Joseph was tapped as executive director of Maryland Legal Aid in 1996. In the 20 years since, he’s grown the organization to 12 offices around the state and three centers devoted exclusively to aiding self-represented litigants.
In a recent article, Joseph applauded recent funding increases for civil legal aid in Maryland but said more should be done. He said the stakes for the disadvantaged of being locked out of the courthouse were too high:
Existing pro bono legal services, charitable funding support and meager government appropriations leave 80 percent of those requiring legal assistance without it.
Those who suffer from this lack of access to the civil justice system include the elderly and infirm poor people confined to nursing homes in Maryland.
Their lack of legal assistance (which translates into a denial of access to the civil justice system) can mean eviction from a nursing home, reduced medical and prescription plan coverage, or a financial crisis for the family of the resident.
Any lawyer who devotes his career to legal aid is on the right side of the profession. A strong commitment to human rights — the rights of humans to safe and adequate housing, affordable healthcare and livable wages — is required to do that work.
But what makes Wilhelm Joseph a standout is his ability to build an organization on the same principles, one designed to ensure human rights to Maryland residents. There are 150 attorneys at Maryland Legal Aid, and just as many support staff, serving about 70,000 clients each year.
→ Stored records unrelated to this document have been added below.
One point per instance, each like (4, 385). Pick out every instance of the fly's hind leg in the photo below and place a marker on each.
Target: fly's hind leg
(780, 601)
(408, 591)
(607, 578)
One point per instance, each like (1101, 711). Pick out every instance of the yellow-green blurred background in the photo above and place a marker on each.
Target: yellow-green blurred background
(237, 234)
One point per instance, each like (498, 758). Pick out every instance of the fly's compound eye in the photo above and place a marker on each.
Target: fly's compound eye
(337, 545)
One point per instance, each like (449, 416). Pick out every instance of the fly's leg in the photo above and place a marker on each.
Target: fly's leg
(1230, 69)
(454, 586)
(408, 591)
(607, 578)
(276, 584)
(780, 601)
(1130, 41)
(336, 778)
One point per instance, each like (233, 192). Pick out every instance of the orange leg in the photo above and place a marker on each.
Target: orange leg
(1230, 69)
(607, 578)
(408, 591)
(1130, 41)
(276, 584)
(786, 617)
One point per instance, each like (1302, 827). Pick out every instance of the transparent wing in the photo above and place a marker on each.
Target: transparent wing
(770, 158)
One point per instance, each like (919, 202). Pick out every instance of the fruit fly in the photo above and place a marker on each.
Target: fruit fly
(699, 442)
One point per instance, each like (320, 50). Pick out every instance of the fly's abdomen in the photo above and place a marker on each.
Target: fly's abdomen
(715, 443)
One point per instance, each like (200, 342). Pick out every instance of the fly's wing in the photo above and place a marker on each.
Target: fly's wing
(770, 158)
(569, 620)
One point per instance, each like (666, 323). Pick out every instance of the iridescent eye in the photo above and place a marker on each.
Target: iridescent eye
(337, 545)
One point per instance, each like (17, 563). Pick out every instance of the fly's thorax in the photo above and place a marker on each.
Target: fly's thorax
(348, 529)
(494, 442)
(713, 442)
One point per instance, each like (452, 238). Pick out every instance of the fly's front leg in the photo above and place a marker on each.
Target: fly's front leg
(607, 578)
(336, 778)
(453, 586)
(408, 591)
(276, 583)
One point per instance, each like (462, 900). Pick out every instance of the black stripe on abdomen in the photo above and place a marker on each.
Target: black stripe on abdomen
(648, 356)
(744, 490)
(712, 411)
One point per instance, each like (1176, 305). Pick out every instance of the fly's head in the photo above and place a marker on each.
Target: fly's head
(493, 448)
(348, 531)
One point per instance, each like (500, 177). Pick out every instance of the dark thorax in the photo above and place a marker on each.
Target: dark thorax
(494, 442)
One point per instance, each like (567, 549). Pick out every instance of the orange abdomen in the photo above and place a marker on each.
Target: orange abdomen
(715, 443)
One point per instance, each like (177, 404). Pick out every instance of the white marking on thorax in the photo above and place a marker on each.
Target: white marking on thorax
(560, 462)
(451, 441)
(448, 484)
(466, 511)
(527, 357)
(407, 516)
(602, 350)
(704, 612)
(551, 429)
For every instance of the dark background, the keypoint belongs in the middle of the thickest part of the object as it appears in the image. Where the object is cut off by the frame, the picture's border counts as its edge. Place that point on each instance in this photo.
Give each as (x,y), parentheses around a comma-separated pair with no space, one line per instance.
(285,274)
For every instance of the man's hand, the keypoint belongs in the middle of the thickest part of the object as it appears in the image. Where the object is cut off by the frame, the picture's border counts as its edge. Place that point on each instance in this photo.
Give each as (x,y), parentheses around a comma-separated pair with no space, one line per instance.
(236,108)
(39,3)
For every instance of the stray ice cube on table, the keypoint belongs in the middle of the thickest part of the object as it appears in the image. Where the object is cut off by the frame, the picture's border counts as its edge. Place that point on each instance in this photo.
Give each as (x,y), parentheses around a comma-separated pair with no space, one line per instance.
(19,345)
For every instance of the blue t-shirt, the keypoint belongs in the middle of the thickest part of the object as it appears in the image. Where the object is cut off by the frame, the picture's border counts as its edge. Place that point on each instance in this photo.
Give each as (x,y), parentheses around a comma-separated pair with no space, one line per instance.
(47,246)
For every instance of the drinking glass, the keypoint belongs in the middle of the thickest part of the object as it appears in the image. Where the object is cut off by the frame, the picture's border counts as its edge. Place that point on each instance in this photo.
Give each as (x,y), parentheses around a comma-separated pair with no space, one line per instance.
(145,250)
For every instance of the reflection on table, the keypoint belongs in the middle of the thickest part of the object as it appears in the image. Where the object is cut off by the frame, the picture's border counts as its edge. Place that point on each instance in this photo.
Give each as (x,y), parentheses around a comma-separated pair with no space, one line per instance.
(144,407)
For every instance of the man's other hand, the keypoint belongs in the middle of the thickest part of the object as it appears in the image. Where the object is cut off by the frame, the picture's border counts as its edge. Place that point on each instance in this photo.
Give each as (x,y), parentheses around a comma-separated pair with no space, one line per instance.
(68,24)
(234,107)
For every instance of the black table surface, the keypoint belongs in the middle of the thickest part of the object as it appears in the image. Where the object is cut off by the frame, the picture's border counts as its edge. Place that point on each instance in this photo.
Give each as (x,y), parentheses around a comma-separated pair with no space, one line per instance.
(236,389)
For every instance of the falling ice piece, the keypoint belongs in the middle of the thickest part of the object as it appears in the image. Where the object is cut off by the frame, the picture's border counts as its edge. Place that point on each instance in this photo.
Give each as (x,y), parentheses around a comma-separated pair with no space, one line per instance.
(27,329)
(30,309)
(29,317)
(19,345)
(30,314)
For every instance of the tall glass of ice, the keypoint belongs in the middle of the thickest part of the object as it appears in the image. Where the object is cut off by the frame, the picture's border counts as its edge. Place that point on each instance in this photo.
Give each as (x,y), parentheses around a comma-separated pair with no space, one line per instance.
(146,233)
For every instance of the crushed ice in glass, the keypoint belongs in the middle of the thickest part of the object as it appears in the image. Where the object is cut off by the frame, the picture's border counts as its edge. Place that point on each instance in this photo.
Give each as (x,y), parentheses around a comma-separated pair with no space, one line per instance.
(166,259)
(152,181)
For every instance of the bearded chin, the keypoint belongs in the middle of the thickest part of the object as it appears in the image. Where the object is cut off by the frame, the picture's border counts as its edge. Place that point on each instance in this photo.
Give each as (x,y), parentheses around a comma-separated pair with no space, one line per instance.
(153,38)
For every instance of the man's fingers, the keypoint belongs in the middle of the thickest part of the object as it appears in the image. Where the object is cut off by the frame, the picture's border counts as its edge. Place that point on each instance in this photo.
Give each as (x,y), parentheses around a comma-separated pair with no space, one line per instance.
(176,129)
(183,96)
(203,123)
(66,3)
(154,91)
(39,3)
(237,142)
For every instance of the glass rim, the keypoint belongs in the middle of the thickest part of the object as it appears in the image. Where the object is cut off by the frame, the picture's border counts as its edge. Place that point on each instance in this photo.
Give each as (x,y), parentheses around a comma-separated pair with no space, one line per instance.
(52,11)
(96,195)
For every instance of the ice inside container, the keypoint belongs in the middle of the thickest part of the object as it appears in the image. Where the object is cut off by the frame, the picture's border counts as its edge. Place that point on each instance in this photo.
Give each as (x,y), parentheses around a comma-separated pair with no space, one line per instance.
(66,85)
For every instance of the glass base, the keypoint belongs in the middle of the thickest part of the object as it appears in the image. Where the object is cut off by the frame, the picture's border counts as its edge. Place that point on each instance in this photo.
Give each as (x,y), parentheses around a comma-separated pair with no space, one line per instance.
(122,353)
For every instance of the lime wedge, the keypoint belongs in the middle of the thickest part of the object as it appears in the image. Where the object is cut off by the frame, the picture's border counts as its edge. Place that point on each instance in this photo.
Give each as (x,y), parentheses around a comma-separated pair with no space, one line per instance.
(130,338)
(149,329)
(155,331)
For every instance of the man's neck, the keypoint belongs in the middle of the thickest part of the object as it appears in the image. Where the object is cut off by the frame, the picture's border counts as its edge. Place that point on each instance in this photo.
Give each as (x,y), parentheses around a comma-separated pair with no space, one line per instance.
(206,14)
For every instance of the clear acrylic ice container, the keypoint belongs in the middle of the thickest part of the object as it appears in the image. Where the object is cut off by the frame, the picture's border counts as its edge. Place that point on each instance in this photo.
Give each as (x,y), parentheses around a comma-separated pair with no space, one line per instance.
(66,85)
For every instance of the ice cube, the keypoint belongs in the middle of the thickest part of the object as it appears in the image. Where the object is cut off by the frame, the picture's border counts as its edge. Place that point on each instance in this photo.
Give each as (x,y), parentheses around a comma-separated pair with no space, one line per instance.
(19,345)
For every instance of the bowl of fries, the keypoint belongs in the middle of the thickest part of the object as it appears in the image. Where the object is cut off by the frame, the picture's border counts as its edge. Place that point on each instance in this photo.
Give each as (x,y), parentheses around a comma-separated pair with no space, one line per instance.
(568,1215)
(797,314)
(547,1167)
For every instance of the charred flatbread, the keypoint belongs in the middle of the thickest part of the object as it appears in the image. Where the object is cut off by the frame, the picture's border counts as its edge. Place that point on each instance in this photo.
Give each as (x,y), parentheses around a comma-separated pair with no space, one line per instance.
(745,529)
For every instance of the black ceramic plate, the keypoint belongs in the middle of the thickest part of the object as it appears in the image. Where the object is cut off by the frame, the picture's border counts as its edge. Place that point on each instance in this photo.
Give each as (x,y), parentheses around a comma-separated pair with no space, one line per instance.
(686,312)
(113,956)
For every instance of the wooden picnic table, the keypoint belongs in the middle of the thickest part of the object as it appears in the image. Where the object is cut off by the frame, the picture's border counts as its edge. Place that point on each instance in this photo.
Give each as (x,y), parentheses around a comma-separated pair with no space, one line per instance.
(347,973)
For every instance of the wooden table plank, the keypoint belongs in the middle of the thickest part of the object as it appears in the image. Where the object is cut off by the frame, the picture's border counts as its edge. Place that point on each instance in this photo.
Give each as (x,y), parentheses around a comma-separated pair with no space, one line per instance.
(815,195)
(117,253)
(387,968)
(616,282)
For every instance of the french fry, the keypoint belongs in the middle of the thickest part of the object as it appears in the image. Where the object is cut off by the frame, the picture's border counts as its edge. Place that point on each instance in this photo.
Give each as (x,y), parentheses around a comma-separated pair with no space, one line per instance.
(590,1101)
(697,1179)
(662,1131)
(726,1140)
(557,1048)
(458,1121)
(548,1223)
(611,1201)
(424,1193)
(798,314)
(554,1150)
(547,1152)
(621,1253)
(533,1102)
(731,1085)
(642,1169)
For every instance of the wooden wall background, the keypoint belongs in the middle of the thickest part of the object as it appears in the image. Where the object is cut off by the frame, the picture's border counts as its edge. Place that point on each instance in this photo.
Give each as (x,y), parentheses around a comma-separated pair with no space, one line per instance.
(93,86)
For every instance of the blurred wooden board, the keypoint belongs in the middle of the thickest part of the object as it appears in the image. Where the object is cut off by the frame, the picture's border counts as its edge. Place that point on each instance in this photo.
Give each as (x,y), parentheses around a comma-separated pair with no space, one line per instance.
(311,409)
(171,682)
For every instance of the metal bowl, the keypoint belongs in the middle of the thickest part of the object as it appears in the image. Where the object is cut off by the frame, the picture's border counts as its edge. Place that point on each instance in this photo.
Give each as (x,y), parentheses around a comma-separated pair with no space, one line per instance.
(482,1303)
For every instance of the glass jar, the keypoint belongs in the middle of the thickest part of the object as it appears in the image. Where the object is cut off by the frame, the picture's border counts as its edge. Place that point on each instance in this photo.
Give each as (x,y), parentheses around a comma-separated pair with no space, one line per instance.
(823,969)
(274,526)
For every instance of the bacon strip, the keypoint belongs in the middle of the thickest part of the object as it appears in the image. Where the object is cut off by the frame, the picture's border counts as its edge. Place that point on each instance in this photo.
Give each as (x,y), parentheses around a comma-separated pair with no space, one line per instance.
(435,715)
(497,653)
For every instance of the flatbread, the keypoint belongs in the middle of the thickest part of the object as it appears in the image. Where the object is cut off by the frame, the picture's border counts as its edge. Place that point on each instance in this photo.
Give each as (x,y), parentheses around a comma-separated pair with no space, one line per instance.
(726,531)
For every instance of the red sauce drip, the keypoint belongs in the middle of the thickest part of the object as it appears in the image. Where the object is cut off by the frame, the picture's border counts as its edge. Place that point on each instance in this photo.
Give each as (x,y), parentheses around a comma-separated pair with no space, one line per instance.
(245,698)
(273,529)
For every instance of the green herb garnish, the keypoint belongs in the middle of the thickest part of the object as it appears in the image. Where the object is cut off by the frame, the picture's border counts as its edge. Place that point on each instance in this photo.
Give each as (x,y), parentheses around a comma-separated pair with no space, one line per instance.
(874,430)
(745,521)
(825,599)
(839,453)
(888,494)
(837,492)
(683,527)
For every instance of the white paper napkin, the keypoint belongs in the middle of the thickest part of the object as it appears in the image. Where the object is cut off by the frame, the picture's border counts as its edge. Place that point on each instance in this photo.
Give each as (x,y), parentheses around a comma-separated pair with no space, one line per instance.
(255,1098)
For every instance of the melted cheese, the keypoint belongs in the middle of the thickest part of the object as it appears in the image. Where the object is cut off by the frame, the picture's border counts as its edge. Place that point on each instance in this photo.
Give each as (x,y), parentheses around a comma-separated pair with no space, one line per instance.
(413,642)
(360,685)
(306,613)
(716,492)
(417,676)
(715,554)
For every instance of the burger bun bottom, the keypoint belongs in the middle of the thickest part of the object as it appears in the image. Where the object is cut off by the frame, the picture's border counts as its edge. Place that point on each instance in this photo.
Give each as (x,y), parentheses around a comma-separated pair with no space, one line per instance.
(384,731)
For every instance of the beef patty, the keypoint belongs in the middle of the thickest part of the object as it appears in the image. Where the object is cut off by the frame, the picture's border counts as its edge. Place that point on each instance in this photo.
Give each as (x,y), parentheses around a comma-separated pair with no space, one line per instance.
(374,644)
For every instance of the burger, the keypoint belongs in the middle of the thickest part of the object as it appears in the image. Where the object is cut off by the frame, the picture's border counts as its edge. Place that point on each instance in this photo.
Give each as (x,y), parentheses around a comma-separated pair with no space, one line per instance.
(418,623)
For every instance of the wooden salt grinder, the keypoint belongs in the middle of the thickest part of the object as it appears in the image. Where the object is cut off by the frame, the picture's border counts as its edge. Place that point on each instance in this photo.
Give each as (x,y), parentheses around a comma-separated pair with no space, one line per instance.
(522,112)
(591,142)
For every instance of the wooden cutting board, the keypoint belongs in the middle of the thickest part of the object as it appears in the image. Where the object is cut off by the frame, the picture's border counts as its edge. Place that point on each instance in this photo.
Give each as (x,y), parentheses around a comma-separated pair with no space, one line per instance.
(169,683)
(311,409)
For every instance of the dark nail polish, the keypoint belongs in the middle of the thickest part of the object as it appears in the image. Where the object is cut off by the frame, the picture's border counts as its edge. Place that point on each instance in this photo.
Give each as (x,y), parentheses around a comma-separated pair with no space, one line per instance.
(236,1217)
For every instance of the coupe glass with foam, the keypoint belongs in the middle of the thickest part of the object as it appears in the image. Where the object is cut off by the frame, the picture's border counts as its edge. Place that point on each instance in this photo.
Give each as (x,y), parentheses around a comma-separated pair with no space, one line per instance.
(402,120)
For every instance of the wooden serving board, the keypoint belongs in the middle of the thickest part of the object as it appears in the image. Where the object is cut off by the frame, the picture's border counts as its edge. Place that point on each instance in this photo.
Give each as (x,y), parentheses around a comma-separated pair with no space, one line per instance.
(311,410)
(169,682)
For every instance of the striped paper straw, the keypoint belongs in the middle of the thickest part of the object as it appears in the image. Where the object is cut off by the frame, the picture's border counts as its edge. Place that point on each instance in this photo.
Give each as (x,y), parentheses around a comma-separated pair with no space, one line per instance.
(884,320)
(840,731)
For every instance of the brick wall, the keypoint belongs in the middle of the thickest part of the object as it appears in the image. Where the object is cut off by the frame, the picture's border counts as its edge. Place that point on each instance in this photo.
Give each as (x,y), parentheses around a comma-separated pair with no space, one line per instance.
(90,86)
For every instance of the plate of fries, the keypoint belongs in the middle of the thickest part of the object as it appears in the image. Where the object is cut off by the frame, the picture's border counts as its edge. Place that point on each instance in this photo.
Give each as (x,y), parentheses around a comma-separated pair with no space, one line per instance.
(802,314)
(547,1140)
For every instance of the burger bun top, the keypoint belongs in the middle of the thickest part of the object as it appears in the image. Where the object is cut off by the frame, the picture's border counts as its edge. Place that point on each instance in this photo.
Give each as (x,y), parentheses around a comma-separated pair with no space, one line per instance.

No one works for Wilhelm Joseph without a commitment to human rights.
Like most other states, Maryland has been hit hard by the lagging economy. Maryland Legal Aid has seen a rise in caseloads as a result.
“They are coming out of the woodwork,” Joseph recently told the Baltimore Sun. “You have people who are formerly middle class and for the first time in their lives, they have lost their jobs.”
Wilhelm Joseph wants to serve them. He wants legal services to be as readily available to average people as milk and bread at a convenience store.
Watch as he describes his vision for access to justice:
This is a citizen’s lawyer, someone with a clear understanding of the rights a government should guarantee. Were it more widely available in the legal profession, that kind of clarity and passion for human rights would foster much more love for lawyers and end public distrust of the judicial system.
Thank you, Mr. Joseph, for a life of exemplary service.
Alright, that’s enough lawyer love for one day. Now back to busting their chops in court!